BTW, the 2.4GHz vs. 5GHz issue seems more to be an AP issue than an issue with the Photon itself. I am running multiple mixed networks with one SSID for both bands without issue.
However, I've also seen some "well meaning" APs that aggressively try to force all devices to 5GHz irrespective of their capabilities and hence causing problems.
So some (potentially superfluous) testing is always better than assuming wrong.
Fair comment but we didn’t rule anything out, all suggestions were welcomed and tested when we finally were able to get to the customer today. My question to the community was how to best record and test for all potential problems. Thank you for helping.
So… Is there a way to isolate and connect to the specific AP MAC address?
We tried multiple things but kept getting wiced_join_ap_specific(), result: 1006 on the required WiFi.
Just interested to know - did you always get a 1006 error or sometimes other errors? [Edit] A reflection overnight - the hypotheses I am trying to prove is that a Photon (or P1 but both using WICED) can sometimes (but not consistently) bomb out when trying to connect to a WAP with the same SSID for 2.4 and 5 GHz WLANs so frustratingly but consistently with some WAPs it won't connect at all, for some it consistently doesn't seem to matter but for others it is totally inconsistent. Illustration, I have a DrayTek AP in the office and my customer used to have these in their showroom - then when they had the 5GHz band enabled by their new IT company we started seeing issues with devices that sleep-wake cycle to reduce power use - devices are battery powered. They have now replaced the DrayTeks with Ubiquiti Unify APs - problems have gone away.

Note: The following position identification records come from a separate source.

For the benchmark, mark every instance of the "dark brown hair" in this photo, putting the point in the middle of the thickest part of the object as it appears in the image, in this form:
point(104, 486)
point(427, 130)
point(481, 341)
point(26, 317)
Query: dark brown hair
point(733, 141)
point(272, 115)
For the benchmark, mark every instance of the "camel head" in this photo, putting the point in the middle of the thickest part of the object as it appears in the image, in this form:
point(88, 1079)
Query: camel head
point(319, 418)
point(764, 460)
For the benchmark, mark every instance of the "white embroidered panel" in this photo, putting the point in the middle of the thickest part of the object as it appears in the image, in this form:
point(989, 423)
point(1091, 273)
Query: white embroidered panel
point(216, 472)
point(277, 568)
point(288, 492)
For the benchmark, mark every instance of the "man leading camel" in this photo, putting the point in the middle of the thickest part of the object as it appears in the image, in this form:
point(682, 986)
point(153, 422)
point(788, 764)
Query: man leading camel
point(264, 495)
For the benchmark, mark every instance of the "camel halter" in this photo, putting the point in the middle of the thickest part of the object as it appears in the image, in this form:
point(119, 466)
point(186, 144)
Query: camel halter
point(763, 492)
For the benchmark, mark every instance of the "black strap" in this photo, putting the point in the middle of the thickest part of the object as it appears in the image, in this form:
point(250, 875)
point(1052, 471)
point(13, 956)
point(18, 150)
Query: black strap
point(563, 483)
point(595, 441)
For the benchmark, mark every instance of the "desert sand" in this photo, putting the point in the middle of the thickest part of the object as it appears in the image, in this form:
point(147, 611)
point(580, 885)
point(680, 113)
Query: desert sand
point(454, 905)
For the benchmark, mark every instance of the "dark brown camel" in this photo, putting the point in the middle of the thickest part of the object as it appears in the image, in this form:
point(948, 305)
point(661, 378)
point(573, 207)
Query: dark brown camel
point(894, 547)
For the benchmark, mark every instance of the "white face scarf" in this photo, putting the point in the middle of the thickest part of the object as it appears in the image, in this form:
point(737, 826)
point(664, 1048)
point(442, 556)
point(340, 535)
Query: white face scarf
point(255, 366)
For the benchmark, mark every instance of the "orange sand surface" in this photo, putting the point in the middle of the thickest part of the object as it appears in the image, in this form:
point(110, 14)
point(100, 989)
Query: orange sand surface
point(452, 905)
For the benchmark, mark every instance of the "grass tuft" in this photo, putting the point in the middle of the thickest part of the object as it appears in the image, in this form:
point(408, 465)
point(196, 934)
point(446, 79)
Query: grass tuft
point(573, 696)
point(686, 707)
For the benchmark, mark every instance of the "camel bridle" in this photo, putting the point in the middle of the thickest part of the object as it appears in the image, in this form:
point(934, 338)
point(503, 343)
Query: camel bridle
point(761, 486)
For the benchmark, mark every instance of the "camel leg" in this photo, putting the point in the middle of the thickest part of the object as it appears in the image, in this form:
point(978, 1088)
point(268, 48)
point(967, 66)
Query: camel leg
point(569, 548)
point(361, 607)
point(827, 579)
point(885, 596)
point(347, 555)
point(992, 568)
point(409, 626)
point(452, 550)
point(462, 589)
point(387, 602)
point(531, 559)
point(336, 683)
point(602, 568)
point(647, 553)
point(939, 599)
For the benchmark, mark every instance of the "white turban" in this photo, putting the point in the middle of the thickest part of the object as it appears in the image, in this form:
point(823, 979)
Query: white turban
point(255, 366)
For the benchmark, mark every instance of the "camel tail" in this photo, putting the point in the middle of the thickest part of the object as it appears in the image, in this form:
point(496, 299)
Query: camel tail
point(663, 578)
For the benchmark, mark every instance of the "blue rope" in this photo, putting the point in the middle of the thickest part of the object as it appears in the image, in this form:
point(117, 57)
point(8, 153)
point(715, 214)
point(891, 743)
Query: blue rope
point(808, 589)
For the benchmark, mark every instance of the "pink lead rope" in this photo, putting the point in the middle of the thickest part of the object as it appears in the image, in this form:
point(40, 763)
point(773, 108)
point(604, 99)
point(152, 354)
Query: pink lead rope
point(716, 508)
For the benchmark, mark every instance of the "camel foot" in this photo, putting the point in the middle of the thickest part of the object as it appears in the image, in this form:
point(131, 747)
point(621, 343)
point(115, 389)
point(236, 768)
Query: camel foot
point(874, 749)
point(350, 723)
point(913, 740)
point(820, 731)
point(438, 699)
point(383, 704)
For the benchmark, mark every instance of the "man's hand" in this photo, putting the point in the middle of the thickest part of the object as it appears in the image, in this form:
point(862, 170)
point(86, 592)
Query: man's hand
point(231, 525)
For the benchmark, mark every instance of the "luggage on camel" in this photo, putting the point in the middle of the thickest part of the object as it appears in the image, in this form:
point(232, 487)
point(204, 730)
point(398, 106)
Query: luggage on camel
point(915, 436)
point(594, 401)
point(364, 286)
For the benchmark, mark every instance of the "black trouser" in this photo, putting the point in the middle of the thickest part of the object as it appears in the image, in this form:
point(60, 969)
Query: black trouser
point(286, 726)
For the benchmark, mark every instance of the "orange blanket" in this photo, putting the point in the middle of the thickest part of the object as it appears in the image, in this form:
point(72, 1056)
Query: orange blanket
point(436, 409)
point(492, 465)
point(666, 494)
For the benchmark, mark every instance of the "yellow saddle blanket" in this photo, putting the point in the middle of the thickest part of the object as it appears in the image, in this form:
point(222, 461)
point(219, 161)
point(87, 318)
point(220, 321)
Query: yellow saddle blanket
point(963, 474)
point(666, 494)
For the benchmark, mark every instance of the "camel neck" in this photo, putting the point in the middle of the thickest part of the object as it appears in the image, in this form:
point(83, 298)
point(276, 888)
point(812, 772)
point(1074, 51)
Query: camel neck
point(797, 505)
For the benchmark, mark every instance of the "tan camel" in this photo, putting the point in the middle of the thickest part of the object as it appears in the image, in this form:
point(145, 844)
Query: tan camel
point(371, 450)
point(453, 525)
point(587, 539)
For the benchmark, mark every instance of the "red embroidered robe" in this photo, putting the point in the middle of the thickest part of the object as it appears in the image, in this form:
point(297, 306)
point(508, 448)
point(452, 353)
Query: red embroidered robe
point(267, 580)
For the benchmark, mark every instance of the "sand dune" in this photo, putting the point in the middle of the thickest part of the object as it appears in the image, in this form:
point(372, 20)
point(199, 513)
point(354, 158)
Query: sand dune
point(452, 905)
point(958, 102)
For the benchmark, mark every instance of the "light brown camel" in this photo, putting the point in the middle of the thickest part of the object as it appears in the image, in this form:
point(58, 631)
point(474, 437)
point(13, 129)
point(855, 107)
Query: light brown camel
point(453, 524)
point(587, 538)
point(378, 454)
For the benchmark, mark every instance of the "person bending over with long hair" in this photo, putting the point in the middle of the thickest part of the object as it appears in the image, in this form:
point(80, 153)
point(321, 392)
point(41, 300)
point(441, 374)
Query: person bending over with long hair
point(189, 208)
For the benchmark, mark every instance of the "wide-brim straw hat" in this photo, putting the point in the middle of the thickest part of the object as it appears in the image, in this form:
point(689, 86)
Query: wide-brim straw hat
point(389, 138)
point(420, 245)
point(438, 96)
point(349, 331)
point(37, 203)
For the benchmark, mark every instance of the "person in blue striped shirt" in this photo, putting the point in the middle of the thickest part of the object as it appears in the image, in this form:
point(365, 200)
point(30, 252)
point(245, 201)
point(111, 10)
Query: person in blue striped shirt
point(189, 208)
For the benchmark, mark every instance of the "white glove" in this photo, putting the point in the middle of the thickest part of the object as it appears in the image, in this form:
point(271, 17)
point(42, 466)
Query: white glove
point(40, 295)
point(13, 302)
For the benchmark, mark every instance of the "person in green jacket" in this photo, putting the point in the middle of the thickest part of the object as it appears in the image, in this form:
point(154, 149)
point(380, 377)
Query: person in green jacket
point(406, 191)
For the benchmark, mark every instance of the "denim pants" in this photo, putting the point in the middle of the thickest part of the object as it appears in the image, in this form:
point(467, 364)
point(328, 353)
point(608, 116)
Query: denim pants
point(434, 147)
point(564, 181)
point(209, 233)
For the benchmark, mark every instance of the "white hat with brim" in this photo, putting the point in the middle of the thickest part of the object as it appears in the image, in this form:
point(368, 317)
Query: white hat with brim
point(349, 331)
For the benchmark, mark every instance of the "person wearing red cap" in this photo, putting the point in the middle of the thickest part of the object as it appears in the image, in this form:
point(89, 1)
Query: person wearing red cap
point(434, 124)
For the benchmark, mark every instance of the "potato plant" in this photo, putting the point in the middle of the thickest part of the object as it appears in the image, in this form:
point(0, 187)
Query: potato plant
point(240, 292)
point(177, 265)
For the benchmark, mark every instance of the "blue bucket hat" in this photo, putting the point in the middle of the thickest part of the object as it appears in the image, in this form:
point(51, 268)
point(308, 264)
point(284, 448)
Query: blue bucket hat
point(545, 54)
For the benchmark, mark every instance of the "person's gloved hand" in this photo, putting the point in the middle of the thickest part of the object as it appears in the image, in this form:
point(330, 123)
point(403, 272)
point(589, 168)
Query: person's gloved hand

Glad to hear that you have found the cause of the problem. WICED does seem to struggle with certain makes and device OS on certain WAPs and having the 5GHz and 2.4GHz with the same name does appear to be one thing to avoid but often that isn't under our control!
I tried using WICED error codes to determine whether the credentials entered were incorrect but found it too unreliable/inconsistent so moved to only having one SSID stored on the device which of course removes the possibility of a backup WAP. In reality though, most customer sites have many WAPs all with the same SSID but on different channels and WICED seems to handle that OK.
Yes, I have about 20 mins worth of connection logs and it was always a 1006 error.
And yes, the password was definitely correct! Although it did have a few “!” characters but alas this had nothing to do with it.